More than 300 people, including Gov. M. Jodi Rell and the chief elected officials of several area communities, attended the 90-minute service in the City Hall auditorium.
Mayor James L. Richetelli Jr., Lisman's protge, brought smiles to mourners' faces by describing an imagined debate between St. Peter and Lisman about whether heaven or Milford is more beautiful.
"And there's never been anyone not named Barbara Lisman who has ever won a debate with Fred," he said.
Then, choked with emotion, Richetelli recalled the beginning of his friendship with the six-term mayor who preceded him in office. "He took me under his wing and I stayed there until last Friday, when his wings took him elsewhere.
"Fred, I know you can hear me and for once you can't talk back," Richetelli said. "I'm glad your fight is over and your battle won. We'll meet again; not on this Earth, but in a place, like Milford, perfected by you."
The Rev. David Angelica, the Lisman family's pastor on Cape Cod, joked that the former mayor had the plans for Milford's City Hall with him in the casket. "Heaven's waiting room will look a lot like this, I imagine."
Heralded by a mournful bagpiper, Lisman's coffin was borne into City Hall by some of his closest friends serving as pallbearers: Max Case, Thomas Beirne, Thomas Beirne Jr., Thomas Flaherty, Bruce Kolwicz and John P. Fowler.

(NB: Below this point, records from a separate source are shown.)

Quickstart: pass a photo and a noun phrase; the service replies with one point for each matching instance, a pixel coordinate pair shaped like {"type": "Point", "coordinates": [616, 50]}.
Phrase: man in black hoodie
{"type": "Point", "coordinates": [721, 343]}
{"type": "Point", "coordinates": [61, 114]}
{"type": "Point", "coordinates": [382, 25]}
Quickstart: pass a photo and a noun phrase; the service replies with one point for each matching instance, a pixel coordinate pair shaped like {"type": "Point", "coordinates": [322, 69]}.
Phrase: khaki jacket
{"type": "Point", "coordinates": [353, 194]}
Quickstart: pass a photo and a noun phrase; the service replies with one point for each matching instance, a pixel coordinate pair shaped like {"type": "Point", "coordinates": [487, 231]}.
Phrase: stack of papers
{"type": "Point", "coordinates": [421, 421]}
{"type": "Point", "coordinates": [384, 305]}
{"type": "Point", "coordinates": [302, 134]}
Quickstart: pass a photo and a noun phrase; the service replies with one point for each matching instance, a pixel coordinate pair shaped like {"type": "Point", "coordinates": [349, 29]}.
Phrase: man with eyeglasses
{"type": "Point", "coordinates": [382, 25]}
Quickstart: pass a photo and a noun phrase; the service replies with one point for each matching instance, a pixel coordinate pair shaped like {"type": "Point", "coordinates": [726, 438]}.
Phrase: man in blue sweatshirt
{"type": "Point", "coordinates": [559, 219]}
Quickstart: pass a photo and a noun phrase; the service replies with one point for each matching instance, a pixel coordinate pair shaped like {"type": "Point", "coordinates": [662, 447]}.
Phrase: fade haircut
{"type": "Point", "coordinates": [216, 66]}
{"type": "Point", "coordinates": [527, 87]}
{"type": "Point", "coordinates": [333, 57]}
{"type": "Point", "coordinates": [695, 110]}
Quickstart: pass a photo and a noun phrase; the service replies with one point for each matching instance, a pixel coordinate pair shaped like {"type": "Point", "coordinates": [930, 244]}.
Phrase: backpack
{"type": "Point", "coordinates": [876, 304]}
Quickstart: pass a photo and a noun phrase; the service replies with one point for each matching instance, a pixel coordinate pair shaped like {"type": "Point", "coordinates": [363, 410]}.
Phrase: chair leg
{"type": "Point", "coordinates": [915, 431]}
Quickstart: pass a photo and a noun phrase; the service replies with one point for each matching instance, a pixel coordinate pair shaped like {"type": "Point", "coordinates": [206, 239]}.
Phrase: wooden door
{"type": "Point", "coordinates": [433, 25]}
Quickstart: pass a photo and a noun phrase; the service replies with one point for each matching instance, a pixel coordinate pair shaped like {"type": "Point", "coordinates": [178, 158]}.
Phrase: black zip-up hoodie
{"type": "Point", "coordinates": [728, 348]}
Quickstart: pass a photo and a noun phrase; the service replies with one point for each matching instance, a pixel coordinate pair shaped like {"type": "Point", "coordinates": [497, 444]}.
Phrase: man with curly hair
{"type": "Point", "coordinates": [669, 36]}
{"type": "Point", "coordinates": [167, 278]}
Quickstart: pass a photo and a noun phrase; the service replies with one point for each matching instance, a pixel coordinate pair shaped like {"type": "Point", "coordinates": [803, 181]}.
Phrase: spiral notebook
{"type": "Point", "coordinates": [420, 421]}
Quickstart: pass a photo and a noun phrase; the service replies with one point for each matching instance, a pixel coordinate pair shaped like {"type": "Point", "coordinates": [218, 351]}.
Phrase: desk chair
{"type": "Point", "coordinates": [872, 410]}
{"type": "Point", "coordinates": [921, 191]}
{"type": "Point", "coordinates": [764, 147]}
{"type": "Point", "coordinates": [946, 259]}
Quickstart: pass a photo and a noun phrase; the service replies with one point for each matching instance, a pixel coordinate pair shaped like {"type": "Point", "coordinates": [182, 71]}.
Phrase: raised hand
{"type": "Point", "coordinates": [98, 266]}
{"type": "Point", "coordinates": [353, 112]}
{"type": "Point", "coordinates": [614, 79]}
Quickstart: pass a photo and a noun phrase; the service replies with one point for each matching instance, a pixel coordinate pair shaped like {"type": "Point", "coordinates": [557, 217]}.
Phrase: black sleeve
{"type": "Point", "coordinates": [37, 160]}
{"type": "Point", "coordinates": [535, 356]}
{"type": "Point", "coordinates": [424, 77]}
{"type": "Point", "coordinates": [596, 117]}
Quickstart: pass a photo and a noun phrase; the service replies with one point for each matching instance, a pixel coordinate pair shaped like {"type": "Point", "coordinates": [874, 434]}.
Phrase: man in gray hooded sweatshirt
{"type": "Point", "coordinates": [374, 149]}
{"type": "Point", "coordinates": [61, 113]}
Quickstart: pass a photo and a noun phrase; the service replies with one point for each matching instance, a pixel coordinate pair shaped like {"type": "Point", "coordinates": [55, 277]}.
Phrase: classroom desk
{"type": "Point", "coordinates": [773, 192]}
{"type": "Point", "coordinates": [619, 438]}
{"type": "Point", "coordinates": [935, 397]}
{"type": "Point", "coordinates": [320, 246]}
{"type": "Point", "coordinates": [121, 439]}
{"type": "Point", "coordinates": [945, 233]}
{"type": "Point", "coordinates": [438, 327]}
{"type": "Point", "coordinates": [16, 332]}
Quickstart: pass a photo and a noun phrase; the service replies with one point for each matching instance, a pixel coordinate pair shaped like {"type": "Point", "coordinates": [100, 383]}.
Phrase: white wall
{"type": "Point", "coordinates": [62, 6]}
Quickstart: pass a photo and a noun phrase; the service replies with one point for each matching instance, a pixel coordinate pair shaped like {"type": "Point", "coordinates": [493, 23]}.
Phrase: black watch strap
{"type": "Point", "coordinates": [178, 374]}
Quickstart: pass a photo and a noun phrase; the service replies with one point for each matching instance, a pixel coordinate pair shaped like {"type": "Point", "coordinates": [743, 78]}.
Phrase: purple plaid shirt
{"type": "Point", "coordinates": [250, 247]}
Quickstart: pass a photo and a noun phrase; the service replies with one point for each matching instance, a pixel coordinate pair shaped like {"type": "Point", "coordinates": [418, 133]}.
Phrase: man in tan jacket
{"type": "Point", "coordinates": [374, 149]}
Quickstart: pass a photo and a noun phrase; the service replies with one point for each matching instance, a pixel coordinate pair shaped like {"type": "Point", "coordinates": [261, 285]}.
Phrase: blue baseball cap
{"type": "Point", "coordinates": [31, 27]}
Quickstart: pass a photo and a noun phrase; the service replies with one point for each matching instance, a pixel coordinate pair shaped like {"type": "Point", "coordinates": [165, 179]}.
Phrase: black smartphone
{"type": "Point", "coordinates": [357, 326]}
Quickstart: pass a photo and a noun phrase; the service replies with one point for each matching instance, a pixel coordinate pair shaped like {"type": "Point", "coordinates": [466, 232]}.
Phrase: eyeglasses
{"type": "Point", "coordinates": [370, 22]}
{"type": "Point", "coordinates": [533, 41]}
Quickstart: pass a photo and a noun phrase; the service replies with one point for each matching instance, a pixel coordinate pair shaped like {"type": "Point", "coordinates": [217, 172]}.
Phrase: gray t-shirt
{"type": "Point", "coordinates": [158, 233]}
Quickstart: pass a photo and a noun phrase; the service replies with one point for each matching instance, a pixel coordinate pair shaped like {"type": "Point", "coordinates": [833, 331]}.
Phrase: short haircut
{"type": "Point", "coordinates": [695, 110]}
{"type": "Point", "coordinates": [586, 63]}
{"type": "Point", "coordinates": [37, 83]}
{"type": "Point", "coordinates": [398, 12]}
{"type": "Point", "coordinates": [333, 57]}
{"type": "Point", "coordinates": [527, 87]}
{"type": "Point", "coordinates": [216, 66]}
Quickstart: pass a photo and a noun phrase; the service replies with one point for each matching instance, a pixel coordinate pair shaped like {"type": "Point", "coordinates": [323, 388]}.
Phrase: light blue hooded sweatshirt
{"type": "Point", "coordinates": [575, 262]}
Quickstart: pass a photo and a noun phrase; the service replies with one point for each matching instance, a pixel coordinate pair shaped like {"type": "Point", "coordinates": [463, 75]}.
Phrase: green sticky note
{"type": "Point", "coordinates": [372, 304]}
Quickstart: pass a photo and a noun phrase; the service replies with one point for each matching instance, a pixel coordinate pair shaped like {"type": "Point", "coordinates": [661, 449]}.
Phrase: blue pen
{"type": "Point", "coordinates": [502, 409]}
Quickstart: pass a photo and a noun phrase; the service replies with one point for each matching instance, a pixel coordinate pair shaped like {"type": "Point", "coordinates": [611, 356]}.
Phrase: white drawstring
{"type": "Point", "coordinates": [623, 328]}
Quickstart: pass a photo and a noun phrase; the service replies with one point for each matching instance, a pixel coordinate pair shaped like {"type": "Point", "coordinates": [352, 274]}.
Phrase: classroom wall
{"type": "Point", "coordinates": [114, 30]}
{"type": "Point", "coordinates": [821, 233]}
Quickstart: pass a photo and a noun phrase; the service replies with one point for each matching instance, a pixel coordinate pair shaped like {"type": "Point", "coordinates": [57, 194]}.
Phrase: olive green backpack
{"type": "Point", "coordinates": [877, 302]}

The men, particularly Flaherty, the former police chief, and Kolwicz, the city's public works director, seemed at times to be fighting back tears.

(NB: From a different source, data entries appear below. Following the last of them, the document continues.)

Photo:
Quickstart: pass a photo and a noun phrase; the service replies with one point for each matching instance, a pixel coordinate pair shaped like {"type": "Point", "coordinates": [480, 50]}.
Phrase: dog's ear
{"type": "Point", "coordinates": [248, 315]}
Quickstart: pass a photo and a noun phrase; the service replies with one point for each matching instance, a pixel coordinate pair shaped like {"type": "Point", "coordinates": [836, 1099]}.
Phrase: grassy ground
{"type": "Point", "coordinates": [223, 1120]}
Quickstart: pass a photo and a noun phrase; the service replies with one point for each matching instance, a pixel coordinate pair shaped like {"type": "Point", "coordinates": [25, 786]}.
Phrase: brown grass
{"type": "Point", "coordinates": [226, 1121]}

The late mayor's children, Debbie McClelland, Beth Maloy and Scott Lisman, read from the Scriptures and son-in-law Michael McClelland read a statement by Lisman's widow, Barbara.

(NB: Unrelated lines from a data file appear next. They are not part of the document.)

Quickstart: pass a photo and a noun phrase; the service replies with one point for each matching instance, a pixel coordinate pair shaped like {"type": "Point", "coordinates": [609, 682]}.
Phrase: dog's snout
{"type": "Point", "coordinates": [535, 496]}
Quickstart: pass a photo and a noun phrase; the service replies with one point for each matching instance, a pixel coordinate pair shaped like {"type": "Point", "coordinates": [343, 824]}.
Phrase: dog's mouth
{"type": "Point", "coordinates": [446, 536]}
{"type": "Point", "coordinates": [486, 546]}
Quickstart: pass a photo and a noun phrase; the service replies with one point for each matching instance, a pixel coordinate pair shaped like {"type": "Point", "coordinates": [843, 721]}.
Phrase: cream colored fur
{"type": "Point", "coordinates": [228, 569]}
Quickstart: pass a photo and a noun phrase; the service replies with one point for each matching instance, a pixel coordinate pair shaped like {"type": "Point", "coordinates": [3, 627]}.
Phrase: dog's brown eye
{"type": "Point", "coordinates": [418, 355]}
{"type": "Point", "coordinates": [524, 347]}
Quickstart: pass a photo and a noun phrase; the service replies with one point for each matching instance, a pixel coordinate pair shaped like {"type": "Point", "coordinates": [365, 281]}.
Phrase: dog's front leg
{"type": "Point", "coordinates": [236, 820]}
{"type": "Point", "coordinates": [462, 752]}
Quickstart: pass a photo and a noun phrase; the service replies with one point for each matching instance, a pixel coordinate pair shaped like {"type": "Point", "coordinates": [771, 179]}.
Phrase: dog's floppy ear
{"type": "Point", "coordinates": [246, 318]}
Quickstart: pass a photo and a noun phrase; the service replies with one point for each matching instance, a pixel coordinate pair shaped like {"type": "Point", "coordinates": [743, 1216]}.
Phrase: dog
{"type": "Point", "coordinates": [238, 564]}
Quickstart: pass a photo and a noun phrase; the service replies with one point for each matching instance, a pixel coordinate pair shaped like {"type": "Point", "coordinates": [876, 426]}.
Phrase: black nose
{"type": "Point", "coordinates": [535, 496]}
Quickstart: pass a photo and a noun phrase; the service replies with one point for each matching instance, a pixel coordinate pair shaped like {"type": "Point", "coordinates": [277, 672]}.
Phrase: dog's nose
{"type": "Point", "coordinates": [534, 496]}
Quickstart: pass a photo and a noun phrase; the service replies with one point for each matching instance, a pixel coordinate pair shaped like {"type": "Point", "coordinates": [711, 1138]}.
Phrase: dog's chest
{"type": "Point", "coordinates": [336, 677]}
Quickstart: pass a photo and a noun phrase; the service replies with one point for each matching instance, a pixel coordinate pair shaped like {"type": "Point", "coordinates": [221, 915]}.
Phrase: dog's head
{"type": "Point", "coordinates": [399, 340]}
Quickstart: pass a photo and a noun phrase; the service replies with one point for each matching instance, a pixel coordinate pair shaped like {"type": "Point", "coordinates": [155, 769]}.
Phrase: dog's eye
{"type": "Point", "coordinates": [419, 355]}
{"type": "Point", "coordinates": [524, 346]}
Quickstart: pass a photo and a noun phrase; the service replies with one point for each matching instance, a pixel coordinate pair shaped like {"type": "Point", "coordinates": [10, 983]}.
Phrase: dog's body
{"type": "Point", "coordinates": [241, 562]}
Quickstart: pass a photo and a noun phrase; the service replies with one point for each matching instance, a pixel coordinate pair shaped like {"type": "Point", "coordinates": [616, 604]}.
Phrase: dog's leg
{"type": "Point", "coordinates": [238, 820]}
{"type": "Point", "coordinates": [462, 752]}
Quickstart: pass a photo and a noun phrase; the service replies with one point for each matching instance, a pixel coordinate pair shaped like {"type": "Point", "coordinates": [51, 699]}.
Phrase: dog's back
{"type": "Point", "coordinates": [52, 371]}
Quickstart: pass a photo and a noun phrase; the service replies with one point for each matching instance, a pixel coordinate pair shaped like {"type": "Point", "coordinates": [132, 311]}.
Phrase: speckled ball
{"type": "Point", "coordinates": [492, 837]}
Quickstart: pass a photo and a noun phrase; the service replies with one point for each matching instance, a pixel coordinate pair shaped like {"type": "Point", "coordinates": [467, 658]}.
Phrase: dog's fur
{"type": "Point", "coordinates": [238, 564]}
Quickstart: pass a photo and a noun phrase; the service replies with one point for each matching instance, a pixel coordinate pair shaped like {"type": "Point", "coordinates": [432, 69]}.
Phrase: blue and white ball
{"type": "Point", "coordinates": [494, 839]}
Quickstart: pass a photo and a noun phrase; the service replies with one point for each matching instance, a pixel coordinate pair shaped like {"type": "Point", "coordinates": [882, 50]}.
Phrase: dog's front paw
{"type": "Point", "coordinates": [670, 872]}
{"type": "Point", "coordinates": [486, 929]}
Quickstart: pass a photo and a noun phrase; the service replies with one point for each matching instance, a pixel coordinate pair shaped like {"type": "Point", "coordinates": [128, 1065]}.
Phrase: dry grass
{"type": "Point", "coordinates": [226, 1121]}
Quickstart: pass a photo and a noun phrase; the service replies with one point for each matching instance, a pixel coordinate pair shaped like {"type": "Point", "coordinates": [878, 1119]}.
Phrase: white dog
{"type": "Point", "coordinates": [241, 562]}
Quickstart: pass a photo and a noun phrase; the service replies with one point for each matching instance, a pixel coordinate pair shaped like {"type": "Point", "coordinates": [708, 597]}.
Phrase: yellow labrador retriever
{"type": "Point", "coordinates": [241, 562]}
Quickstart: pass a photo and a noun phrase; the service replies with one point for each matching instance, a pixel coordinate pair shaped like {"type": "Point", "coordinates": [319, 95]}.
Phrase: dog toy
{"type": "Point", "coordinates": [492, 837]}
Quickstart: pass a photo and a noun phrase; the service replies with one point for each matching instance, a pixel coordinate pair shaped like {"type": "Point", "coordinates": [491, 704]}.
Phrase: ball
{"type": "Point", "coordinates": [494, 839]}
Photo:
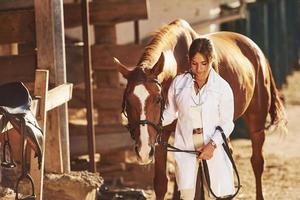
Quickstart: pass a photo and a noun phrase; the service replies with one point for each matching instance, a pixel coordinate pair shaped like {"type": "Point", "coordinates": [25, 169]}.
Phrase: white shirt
{"type": "Point", "coordinates": [196, 107]}
{"type": "Point", "coordinates": [217, 110]}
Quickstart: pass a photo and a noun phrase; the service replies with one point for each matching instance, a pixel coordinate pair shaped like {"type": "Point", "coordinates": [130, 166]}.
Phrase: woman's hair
{"type": "Point", "coordinates": [203, 46]}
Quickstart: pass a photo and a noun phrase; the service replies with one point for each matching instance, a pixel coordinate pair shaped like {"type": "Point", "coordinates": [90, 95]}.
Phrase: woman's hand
{"type": "Point", "coordinates": [207, 151]}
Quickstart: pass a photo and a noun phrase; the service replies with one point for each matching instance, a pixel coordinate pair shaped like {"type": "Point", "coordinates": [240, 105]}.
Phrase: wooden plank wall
{"type": "Point", "coordinates": [20, 22]}
{"type": "Point", "coordinates": [104, 15]}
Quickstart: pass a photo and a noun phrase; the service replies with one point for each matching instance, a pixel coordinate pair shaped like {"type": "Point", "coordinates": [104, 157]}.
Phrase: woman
{"type": "Point", "coordinates": [201, 100]}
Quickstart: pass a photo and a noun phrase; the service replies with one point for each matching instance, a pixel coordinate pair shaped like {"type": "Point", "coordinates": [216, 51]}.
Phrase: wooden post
{"type": "Point", "coordinates": [88, 83]}
{"type": "Point", "coordinates": [40, 90]}
{"type": "Point", "coordinates": [61, 78]}
{"type": "Point", "coordinates": [51, 55]}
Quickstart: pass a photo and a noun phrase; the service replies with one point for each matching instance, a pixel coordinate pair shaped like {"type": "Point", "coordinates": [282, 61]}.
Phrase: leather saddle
{"type": "Point", "coordinates": [15, 102]}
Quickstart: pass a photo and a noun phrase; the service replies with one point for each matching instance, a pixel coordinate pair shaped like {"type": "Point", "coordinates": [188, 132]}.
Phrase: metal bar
{"type": "Point", "coordinates": [88, 83]}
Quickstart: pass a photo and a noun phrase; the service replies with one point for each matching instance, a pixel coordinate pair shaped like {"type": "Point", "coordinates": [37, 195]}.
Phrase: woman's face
{"type": "Point", "coordinates": [200, 66]}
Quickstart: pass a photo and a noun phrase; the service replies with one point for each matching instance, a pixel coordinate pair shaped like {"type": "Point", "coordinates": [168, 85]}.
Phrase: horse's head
{"type": "Point", "coordinates": [143, 105]}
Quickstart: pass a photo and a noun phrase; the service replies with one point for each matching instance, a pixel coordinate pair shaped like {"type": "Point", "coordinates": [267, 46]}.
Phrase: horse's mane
{"type": "Point", "coordinates": [164, 39]}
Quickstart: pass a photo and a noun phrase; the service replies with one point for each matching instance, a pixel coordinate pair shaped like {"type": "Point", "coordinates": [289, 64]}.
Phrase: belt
{"type": "Point", "coordinates": [197, 131]}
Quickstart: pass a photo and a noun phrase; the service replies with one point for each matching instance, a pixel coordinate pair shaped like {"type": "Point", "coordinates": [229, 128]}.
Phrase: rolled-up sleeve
{"type": "Point", "coordinates": [226, 108]}
{"type": "Point", "coordinates": [170, 112]}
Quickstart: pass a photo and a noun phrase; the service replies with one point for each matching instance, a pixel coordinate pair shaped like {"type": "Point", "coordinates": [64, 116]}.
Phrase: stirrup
{"type": "Point", "coordinates": [28, 197]}
{"type": "Point", "coordinates": [7, 163]}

"What an interesting life journey we had together for 43 years," Barbara Lisman wrote, recalling that they had met while at Purdue University in the 1960s. She said her husband was a chemist, woodworker, artist, teacher and an elected official who loved public service, and a devoted brother, husband, father and grandfather.
When he became ill, Lisman closely questioned his doctors about treatment options, wanting to know as much as possible, his widow wrote. He also talked for hours with fellow cancer patients who needed encouragement.
"Fred had a deep faith and a moral code that he got from his parents, and his Jesuit education taught him that we have to do the best we can," Barbara Lisman wrote. "In this temporary parting, I say, well done, friend.' "
In her eulogy, the Rev. Nancy Shepherd, pastor of St. Andrew's Episcopal Church, recalled Lisman's quick wit. As the millennium approached, the mayor was asked if he had a Y2K plan, Shepherd recalled. "Of course Fred said he had a plan: We're going to raise the Devon Bridge,' " the minister said.
"This is a man who prepared as carefully for his death as he did for his life," Shepherd said. "He was the most consistent man of integrity I ever met and Fred knew that he was moving forward into something [by dying] not giving up something."
Soloist Marilyn Mulvey and cellist Thirzah Bendokas performed the music for the service, which at Lisman's request included Communion.
An altar had been set up on the stage, with a cross behind it. "Wherever the spirit of God is, the ground becomes holy, so this site is holy for this period of time," Angelica said.
City Historian Richard Platt said that he was unaware of any other elected Milford leader given the equivalent of a state funeral. "But, of course, I haven't been here for all of them," he cracked. When former Mayor Henry Povinelli died in the early 1990s, his funeral was held in St. Ann's Church, Richetelli said.
"Can Milford go on without Fred? Yes, it can, because of all that Fred did," Richetelli said. "Thank God who was so good to us that He gave us Fred, who used the talents God gave him for our benefit."
After the City Hall service, more than 50 mourners joined the family at Kings Highway Cemetery for the interment.
The Milford police and fire departments' color guard units were at the gravesite, and a bugler blew taps while mourners, many of them city officials, placed flowers on the casket.